The Department of Housing and Urban Development (HUD) is committing nearly $10.4 million to help enhance the safety and security of public housing residents.

Overall, 61 public housing authorities (PHAs) are receiving grants to make needed capital improvements at their public housing developments. The awards can be used to install, repair, or replace equipment such as surveillance cameras, fencing, and carbon monoxide detectors that contribute to a safer environment.

“Safety in public housing is a top priority at HUD,” said secretary Marcia L. Fudge. “These funds will help identify and address opportunities to invest in physical improvements and to advance the health and safety of public housing residents.”

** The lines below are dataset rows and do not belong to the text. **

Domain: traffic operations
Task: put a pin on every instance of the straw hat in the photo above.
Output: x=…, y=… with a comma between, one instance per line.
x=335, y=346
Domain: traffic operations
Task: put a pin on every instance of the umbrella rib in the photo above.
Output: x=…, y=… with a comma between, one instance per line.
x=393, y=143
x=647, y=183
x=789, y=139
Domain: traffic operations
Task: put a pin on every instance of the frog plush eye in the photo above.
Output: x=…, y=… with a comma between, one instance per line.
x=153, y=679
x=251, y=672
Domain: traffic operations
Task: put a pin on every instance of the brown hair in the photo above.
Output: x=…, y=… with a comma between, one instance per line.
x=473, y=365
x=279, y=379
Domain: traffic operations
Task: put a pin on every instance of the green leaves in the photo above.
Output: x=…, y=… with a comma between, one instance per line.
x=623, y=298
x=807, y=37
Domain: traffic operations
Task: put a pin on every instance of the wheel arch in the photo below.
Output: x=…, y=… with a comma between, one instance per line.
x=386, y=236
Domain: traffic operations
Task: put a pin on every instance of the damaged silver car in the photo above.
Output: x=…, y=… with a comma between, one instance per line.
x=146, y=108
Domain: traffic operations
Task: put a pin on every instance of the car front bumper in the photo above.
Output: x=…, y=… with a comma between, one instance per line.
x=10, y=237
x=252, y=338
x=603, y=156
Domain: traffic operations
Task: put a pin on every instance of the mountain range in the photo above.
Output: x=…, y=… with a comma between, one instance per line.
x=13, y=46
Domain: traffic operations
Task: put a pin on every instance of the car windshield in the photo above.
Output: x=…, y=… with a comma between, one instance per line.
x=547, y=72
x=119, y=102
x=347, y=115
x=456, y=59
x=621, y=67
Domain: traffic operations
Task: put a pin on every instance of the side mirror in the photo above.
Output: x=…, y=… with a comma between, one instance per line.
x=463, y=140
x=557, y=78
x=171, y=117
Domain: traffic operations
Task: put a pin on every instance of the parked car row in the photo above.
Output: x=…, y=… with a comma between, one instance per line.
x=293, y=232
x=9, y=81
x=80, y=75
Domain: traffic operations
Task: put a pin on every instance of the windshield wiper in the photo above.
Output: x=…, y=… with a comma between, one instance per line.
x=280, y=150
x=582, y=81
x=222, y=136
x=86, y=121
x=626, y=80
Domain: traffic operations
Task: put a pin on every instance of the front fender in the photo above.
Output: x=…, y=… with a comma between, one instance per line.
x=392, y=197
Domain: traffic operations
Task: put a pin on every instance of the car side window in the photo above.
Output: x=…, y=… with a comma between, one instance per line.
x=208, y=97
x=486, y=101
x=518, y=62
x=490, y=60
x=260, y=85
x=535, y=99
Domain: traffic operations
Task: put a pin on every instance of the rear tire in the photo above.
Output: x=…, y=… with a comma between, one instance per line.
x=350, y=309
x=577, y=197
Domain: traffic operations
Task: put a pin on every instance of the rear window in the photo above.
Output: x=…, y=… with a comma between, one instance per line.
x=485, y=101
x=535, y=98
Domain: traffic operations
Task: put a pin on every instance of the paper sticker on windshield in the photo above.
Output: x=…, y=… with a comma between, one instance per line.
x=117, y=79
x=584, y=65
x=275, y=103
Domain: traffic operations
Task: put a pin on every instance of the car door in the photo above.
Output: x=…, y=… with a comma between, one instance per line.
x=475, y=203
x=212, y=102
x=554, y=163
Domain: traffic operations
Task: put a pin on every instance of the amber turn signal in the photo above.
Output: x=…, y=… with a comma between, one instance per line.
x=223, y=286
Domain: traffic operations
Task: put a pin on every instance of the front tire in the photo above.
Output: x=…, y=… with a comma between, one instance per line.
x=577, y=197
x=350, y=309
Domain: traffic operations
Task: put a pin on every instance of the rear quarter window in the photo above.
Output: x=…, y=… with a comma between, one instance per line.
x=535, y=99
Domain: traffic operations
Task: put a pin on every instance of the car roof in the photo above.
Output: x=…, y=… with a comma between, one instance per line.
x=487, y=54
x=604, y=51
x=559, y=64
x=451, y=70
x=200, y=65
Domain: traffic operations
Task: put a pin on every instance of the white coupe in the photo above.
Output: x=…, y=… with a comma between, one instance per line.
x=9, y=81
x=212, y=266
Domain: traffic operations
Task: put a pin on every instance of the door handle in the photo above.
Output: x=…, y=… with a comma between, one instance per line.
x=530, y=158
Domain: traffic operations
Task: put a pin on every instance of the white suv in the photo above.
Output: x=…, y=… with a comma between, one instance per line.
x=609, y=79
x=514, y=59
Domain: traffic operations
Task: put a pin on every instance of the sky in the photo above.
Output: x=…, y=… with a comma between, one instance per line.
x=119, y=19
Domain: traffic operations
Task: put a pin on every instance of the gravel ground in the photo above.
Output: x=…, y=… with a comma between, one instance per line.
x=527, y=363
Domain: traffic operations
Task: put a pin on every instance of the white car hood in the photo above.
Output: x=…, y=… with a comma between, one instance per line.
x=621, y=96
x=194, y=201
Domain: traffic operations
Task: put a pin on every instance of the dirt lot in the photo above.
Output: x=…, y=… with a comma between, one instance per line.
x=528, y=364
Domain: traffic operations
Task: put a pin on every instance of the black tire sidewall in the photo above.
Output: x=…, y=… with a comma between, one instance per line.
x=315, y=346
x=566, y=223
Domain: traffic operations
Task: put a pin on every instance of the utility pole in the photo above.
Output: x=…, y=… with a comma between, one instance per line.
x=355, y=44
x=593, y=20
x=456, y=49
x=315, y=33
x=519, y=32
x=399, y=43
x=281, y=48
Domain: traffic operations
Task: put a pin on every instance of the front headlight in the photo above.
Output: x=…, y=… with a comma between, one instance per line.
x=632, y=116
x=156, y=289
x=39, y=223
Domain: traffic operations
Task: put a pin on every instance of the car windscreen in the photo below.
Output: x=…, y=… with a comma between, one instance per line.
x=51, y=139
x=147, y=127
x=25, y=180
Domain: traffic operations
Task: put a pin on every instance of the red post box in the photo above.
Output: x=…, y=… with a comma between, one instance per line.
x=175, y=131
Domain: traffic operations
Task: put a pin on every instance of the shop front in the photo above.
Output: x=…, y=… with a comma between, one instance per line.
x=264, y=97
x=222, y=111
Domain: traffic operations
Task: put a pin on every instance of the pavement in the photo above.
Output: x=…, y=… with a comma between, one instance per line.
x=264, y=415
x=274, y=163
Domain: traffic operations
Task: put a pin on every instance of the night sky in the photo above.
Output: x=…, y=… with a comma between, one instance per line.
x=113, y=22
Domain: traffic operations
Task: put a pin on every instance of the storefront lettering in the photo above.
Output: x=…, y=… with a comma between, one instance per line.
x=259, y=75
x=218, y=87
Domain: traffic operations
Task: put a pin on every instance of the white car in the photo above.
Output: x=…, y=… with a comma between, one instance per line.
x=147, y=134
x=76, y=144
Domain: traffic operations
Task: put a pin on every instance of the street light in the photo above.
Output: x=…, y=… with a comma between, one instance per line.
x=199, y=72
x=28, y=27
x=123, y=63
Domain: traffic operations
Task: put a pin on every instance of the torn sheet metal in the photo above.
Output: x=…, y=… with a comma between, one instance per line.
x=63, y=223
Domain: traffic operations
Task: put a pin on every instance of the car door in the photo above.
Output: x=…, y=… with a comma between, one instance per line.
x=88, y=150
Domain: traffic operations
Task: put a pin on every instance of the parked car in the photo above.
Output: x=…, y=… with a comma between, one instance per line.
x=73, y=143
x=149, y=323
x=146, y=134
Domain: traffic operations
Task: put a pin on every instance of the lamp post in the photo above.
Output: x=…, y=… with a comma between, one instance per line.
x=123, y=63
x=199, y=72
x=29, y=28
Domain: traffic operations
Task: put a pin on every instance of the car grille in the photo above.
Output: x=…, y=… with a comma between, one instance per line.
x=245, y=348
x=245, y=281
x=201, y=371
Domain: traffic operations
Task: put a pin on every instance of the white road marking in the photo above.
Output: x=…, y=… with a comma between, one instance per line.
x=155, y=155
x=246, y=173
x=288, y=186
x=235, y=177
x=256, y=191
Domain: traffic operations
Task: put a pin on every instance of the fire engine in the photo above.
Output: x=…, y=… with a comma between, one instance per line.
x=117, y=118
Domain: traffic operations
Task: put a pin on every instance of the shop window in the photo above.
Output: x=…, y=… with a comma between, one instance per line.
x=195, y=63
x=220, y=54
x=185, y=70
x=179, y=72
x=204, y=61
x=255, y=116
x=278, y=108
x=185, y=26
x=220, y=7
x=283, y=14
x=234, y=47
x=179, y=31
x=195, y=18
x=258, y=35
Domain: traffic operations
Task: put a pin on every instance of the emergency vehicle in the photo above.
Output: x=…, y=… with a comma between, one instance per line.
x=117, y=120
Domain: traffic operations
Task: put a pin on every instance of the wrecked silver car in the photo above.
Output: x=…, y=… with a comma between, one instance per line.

The funds are being awarded through the agency’s Capital Fund Emergency Safety and Security program, which supports public housing authorities address the safety of residents. For example, the Gainesville Housing Authority in Florida is receiving a $250,000 award to purchase surveillance cameras, doors, and carbon monoxide detectors for several of its developments.

The New York City Housing Authority, the nation’s largest PHA, is also getting $250,000 to buy surveillance cameras. A number of small PHAs have also been selected to receive funds, including the Fort Scott Housing Authority in Kansas, which is getting $4,500 for carbon monoxide detectors, according to HUD.

“We’ve heard from our partners that strategic investments in physical improvements can have a significant impact on the health and safety of our public housing communities for the families that call them home,” said Dominique Blom, general deputy assistant secretary for HUD’s Office of Public and Indian Housing (PIH). “The Emergency Safety and Security grant awards are an important tool to make public housing more safe for hundreds of families, elderly and persons with disabilities.”

The federal agency shared the full list of awardees here.

With these set-aside funds, Congress may appropriate specific funding for safety and security, including measures necessary to address crime and drug-related activity. HUD's PIH can further elect to include costs related to the purchase, repair, replacement, and installation of carbon monoxide detectors as eligible activities.

According to HUD, these funds also support the Biden-Harris administration’s Comprehensive Strategy to Prevent and Respond to Gun Crime and Ensure Public Safety.